Protective Efficacy of Flublok® Quadrivalent Versus Licensed Inactivated Influenza Vaccine in Adults ≥50 Years of Age

Influenza Clinical Trial

Official title:

Comparison of the Protective Efficacy of Flublok® Quadrivalent Versus Licensed Inactivated Influenza Vaccine (IIV4) in Healthy, Medically Stable Adults ≥50 Years of Age

Clinical Trial Details — Status: Completed

Administrative data

• NCT number: NCT02285998
• Other study ID #: PSC12
• Status: Completed
• Phase: Phase 3
• First received: October 27, 2014
• Last updated: September 26, 2017
• Start date: October 2014
• Est. completion date: May 2015

Study information

• Verified date: September 2017
• Source: Protein Sciences Corporation
• Contact: n/a
• Is FDA regulated: No
• Study type: Interventional

Clinical Trial Summary

The goal of this study is to establish that Flublok Quadrivalent is non-inferior to fully licensed (traditional approval status) quadrivalent inactivated influenza vaccine (IIV4) in protecting against laboratory-confirmed clinical influenza disease in the ≥50 year age population.

Description:

The goal of this study is to establish that Flublok Quadrivalent is non-inferior to fully licensed (traditional approval status) quadrivalent inactivated influenza vaccine (IIV4) in protecting against laboratory-confirmed clinical influenza disease in the ≥50 year age population. Real-time Polymerase Chain Reaction (rtPCR) will be used to confirm influenza infection and to type the strains involved, as molecular methodologies have been demonstrated to be more sensitive than other more traditional methodologies, e.g. culture. For rtPCR-positive clinical samples, reserved aliquots will be processed for culture, so that antigenic similarity to the HA present in study vaccines can be tested.

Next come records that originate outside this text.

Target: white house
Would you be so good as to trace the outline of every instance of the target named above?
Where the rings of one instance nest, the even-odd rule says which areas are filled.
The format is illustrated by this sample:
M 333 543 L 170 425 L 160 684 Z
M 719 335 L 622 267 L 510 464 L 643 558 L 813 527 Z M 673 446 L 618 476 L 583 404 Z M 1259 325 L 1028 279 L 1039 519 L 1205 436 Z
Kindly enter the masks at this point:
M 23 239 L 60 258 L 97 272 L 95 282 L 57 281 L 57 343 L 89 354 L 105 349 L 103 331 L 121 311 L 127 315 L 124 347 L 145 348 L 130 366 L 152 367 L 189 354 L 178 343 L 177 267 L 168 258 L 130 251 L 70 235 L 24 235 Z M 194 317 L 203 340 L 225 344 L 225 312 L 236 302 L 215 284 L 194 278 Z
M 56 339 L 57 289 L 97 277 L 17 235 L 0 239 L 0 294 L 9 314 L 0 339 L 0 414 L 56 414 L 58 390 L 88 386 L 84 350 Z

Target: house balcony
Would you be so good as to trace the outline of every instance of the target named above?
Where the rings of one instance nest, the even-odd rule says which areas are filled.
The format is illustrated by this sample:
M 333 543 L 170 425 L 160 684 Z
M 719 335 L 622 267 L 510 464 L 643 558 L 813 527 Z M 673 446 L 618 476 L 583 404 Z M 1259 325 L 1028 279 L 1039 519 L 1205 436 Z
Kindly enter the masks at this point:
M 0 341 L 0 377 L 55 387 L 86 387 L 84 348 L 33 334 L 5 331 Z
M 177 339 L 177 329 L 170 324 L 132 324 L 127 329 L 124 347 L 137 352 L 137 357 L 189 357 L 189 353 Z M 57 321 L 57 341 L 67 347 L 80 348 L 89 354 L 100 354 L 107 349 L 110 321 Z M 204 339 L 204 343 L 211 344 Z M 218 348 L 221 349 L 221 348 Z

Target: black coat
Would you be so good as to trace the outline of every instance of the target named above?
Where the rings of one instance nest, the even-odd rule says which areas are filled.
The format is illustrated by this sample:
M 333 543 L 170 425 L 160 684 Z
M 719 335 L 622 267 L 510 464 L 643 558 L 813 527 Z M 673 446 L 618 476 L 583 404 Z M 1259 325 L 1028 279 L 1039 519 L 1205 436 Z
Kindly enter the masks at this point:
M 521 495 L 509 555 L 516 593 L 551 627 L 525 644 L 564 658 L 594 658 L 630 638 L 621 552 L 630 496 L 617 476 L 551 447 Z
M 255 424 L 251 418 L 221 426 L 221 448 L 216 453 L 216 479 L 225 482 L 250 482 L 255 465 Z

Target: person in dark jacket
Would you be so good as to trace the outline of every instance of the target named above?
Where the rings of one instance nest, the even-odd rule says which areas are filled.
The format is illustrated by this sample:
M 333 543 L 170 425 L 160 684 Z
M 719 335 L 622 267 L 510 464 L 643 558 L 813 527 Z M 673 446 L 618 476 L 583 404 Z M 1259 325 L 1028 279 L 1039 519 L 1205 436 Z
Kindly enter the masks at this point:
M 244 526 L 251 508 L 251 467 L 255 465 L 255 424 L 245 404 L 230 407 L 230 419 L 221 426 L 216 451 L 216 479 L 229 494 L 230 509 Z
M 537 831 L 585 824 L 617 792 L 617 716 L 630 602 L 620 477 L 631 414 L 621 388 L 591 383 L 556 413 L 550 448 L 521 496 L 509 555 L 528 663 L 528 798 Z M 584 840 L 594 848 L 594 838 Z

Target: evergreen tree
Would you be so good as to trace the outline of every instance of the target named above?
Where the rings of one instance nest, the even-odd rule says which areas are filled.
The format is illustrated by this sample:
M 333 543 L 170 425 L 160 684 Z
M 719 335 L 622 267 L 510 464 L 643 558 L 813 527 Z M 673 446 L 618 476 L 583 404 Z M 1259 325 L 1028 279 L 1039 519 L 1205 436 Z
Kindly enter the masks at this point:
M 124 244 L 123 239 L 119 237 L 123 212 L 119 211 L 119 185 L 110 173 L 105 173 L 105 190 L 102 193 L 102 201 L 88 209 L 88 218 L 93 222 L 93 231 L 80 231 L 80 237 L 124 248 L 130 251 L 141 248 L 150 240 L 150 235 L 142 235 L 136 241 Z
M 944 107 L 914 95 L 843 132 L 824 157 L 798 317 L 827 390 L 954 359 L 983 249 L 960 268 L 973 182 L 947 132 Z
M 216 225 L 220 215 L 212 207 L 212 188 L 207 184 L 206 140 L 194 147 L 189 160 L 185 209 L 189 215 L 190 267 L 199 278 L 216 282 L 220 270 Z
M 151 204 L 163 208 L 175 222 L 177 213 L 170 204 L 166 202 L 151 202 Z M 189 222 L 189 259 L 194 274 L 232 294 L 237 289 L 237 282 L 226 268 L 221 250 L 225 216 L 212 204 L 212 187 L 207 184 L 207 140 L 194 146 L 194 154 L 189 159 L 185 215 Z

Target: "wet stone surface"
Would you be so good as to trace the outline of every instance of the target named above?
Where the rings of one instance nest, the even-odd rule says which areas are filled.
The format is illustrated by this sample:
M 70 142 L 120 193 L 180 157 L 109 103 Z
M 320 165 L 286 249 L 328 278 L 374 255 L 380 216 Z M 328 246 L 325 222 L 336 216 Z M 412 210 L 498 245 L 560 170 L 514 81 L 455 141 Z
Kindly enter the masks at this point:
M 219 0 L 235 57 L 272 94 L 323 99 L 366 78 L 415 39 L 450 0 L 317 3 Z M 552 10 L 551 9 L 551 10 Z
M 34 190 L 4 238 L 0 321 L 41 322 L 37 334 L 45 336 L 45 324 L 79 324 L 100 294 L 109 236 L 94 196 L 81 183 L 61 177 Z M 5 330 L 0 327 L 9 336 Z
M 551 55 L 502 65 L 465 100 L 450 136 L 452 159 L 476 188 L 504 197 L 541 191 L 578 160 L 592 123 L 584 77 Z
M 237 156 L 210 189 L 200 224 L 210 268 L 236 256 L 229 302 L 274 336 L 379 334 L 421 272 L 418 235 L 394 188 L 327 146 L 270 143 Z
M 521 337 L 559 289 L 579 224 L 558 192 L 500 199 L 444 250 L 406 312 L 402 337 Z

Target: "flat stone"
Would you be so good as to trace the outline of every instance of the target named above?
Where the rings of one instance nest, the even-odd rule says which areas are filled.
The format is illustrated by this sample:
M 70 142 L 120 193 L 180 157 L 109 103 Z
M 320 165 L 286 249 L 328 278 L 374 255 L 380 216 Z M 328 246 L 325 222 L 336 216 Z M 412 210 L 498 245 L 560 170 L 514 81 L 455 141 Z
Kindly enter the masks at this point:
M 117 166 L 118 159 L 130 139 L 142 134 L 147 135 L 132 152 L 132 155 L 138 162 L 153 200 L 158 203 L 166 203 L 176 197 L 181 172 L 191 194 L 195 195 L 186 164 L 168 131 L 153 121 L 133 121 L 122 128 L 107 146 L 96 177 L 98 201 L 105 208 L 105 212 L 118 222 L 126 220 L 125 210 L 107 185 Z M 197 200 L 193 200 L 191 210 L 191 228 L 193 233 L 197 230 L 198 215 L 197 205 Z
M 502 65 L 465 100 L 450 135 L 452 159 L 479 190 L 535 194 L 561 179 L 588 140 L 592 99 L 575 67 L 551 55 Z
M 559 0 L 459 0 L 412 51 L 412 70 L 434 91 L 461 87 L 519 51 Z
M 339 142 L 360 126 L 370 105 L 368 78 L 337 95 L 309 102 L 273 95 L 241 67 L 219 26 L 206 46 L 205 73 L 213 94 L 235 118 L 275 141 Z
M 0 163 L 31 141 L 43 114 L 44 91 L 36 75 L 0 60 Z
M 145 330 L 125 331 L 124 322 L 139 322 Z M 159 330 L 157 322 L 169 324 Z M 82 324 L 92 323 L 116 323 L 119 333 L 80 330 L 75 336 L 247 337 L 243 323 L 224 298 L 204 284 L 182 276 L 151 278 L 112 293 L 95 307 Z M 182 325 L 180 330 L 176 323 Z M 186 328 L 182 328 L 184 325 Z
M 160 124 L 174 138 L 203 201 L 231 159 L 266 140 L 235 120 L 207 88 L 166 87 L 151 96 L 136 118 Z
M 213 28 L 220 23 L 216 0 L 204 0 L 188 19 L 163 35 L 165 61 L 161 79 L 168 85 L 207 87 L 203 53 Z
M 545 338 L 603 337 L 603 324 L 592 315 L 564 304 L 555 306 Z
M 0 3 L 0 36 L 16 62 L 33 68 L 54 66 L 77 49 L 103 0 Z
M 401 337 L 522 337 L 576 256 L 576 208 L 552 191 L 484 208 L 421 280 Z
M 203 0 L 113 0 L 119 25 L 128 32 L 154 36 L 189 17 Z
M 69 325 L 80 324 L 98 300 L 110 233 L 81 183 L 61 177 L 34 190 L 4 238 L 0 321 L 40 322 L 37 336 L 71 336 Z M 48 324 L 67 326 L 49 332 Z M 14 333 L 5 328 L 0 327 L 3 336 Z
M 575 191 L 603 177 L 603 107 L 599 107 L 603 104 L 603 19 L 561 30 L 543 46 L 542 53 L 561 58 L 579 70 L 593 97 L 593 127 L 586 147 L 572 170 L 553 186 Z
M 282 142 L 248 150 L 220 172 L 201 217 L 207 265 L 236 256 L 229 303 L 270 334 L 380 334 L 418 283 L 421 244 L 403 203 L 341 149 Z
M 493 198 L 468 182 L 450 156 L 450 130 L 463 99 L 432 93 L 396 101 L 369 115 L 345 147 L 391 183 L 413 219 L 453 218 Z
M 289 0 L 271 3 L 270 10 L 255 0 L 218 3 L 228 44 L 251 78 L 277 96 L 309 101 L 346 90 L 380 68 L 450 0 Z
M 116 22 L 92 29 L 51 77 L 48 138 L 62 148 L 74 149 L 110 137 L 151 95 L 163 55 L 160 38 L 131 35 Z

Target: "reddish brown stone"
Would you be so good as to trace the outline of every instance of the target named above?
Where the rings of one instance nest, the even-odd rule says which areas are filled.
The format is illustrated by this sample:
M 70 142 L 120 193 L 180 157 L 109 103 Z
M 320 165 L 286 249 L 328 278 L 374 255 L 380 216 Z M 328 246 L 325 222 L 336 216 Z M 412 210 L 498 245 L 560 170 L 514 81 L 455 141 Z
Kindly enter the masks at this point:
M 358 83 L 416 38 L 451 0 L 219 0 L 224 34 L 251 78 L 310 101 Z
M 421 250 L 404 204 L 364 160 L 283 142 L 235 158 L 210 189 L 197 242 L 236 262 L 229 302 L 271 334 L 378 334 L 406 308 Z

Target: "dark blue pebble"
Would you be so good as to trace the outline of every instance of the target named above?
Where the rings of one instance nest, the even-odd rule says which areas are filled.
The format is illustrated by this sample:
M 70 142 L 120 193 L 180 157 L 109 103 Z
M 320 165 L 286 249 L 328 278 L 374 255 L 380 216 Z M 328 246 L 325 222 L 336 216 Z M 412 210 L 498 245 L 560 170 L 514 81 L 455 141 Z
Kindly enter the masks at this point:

In various clinical studies the investigators demonstrated that the immune response against the influenza A viruses is improved as a result of the higher hemagglutinin content. Furthermore, influenza virus disease and hospitalization associated with influenza-related illness in older adults (> 50 years) was considerably reduced (90%) following vaccination with TIV, even though the circulating influenza A strain was antigenically dissimilar to that in the vaccine. However, more recently Skowronski et al. reported that the low influenza vaccine effectiveness in 2012-2013 was not associated with antigenic drift but was instead related to mutations in the egg-adapted H3N2 vaccine strain. Flublok manufactured using recombinant technology does not contain the mutations responsible for the reported lower effectiveness and may thus offer improved protection when mutations such as those described are induced in the process of adapting the influenza virus to growth in eggs.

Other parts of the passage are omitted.